You can compose (combine) the PluggableAnalysisFramework, PostProcessing and Styling into a single widget.  And you can manipulate PostProcessing separately from Styling.

In [None]:
from buckaroo.customizations.analysis import (TypingStats, ComputedDefaultSummaryStats, DefaultSummaryStats)
from buckaroo.customizations.histogram import (Histogram)
from buckaroo.customizations.styling import DefaultSummaryStatsStyling, DefaultMainStyling

class KitchenSinkWidget(BuckarooWidget):
    #let's be explicit here and show all of the built in analysis klasses
    analysis_klasses = [
    TypingStats, DefaultSummaryStats,
    Histogram, ComputedDefaultSummaryStats,
    # default buckaroo styling
    DefaultSummaryStatsStyling, DefaultMainStyling,
    # our Quin99 analysis
    Quin99Analysis,  # adds a styling method
    #our PostProcessing classes
    ValueCountPostProcessing, ShowErrorsPostProcessing,
    #our styling methods
    EverythingStyling, AbrevStyling]
ksw = KitchenSinkWidget(typed_df)
ksw

# Why aren't there click handlers?

Buckaroo doesn't allow arbitrary click handlers and this is by design.  When you allow arbitrary click handlers, you then have to manage state.  If you have noticed, every method of extending buckaroo is a pure function.  Managing application state is difficult and the primary source of errors when building GUIs.

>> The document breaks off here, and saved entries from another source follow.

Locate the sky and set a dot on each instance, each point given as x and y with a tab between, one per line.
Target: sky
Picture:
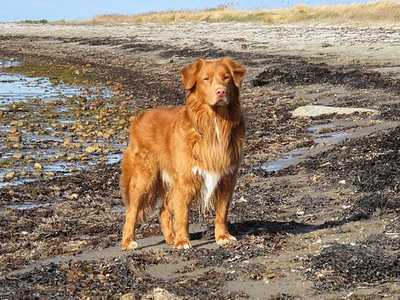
14	10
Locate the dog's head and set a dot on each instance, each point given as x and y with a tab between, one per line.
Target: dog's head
215	81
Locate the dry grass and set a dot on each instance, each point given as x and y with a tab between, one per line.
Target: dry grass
375	12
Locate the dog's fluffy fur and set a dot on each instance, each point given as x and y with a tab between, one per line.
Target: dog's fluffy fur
180	154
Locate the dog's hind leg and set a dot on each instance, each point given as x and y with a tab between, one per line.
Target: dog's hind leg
139	193
166	221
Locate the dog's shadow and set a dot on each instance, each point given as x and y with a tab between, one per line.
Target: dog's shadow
259	227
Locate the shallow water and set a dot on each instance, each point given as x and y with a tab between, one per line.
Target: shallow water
17	87
296	156
43	142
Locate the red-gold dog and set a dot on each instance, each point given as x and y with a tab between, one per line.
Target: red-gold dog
180	154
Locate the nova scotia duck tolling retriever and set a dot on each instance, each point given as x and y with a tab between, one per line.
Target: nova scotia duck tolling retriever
185	154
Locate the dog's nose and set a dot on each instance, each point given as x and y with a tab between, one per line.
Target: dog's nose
221	92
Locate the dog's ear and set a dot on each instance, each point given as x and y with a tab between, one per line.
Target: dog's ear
189	74
238	71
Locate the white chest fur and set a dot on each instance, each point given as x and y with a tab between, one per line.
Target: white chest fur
210	183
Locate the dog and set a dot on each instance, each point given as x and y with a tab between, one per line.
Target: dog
185	153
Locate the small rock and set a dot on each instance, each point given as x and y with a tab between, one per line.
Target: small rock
92	149
160	294
326	45
18	155
67	141
9	176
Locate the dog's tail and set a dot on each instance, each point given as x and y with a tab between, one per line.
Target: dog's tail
126	175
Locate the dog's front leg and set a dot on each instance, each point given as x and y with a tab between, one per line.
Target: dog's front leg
181	197
222	203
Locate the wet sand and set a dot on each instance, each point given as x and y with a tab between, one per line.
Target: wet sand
316	208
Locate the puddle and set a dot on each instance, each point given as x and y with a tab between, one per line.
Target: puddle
17	87
27	206
327	138
290	159
9	63
320	136
33	135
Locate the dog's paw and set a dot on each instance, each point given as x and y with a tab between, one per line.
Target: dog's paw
225	239
170	240
132	245
183	245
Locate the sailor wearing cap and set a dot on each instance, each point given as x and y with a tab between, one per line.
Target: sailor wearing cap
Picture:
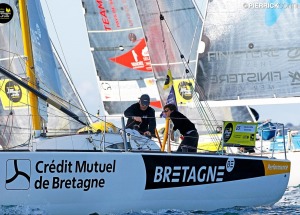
141	116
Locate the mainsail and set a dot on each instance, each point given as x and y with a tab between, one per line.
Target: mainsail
15	114
120	54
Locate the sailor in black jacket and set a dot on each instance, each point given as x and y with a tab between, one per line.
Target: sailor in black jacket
185	127
141	116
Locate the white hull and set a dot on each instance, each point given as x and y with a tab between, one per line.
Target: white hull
294	157
135	181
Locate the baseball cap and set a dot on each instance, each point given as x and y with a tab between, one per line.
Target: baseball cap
145	99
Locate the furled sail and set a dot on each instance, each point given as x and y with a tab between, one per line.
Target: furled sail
174	29
15	116
118	45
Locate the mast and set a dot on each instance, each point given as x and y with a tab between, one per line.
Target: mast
29	64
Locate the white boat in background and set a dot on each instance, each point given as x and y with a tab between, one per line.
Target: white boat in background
251	58
112	170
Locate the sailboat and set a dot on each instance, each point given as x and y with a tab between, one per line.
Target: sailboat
251	60
107	172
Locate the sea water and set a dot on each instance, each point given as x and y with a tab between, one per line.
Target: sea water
288	204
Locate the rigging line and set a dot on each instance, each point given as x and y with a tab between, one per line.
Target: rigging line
56	35
161	17
57	97
112	31
193	40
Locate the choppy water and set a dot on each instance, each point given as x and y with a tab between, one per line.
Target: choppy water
289	204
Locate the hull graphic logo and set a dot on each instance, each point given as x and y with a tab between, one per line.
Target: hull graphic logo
18	174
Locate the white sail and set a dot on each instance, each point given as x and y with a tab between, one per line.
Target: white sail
117	172
51	81
120	54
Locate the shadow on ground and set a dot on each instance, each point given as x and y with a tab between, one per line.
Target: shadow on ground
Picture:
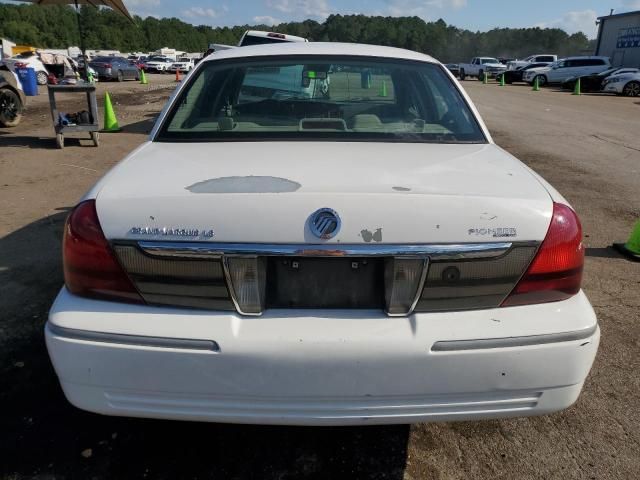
44	437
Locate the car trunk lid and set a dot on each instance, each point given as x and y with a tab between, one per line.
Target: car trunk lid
265	192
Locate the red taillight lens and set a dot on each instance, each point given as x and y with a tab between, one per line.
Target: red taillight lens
556	271
90	268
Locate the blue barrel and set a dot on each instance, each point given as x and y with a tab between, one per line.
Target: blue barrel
28	80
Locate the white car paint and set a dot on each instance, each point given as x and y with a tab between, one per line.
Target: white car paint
183	64
322	367
366	191
481	65
374	369
563	69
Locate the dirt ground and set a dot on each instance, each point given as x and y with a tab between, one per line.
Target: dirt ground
588	147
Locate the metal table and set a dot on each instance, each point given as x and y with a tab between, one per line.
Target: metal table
90	91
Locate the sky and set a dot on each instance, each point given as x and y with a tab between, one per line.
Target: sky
570	15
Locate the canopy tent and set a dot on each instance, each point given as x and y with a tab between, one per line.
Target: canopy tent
116	5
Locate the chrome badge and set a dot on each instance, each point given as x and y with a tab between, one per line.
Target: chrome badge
324	223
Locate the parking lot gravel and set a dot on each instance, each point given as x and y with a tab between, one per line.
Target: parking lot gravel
586	146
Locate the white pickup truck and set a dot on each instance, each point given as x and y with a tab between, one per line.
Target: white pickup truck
481	65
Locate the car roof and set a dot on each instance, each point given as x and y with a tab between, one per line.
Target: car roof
263	34
320	48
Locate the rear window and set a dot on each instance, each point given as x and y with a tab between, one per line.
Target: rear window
315	98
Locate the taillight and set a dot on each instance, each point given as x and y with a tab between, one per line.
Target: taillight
90	267
556	271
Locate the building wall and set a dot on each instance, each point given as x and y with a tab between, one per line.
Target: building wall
619	39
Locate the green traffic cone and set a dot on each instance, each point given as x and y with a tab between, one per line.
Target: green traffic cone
110	120
576	88
383	89
631	249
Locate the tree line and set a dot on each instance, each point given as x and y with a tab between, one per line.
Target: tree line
56	27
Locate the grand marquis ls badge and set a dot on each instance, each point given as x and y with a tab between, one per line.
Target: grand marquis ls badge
172	232
325	223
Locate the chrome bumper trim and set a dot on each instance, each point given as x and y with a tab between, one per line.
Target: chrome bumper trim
135	340
435	252
485	344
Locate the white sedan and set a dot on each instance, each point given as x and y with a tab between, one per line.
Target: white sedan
362	255
627	84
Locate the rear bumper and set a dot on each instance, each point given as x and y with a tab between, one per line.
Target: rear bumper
320	368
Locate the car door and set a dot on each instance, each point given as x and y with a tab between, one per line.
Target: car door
595	65
559	72
132	71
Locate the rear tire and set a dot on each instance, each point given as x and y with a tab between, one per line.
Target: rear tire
631	89
42	78
10	108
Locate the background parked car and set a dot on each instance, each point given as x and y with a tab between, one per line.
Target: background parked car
454	68
546	59
28	59
114	68
595	83
184	64
627	84
12	99
481	65
511	76
157	64
566	68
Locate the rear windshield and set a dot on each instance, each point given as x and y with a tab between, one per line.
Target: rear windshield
334	98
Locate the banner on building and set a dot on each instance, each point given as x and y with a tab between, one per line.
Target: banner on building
628	38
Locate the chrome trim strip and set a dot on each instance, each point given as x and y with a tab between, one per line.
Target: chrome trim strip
485	344
460	251
136	340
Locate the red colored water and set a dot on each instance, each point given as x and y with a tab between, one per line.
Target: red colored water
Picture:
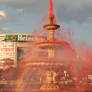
77	58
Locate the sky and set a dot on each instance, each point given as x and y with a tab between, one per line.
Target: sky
24	16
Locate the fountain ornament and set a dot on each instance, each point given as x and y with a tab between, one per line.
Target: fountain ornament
55	70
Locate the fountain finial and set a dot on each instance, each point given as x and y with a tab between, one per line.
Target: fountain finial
51	14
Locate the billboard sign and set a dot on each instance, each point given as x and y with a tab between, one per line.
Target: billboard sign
22	38
7	53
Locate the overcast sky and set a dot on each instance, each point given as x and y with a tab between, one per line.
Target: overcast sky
24	16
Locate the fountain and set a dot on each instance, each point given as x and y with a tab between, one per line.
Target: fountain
55	70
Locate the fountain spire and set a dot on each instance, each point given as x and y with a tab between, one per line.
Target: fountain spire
51	6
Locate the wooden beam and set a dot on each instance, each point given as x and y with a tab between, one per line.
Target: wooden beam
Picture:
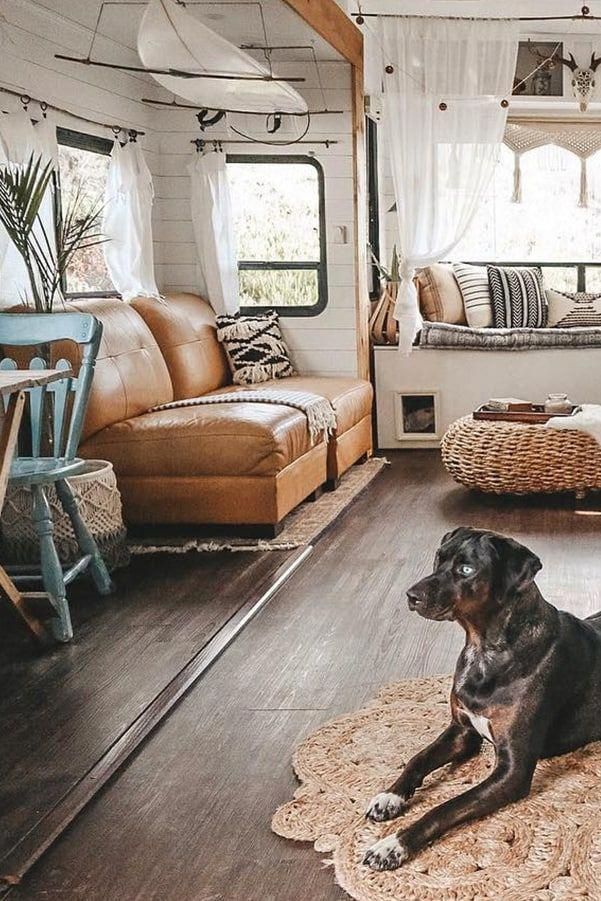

Buckaroo is designed purely around displaying DataFrames along with the most common operations that are performed on DataFrames.  If you want more traditional app experiences, right now you can use IPYWidgets and integrate buckaroo into it.  Soon I will be releasing the DFViewer (core component that shows the table) for Streamlit and Solara.

# What about autocleaning and the low code UI

Auto cleaning and the low code UI work together for more fine grained editting of data.  The low code UI presents a gui that works on columns and allows functions with arguments.  

Auto cleaning works to suggest operations that are then loaded into the low code ui.  Then these operations can be editted or removed.
Auto cleaning options can be cycled through to generate different cleanings.

## Why did this release remove auto cleaning and the low code UI?

Although auto cleaning and the low code UI is my favorite feature of Buckaroo, and the first part I built, it hasn't seemed to have gained traction with users.  Buckaroo for that matter hasn't gained a lot of traction.  For the time being I have decided to put more effort into refining and promoting the parts of Buckaroo that people do understand.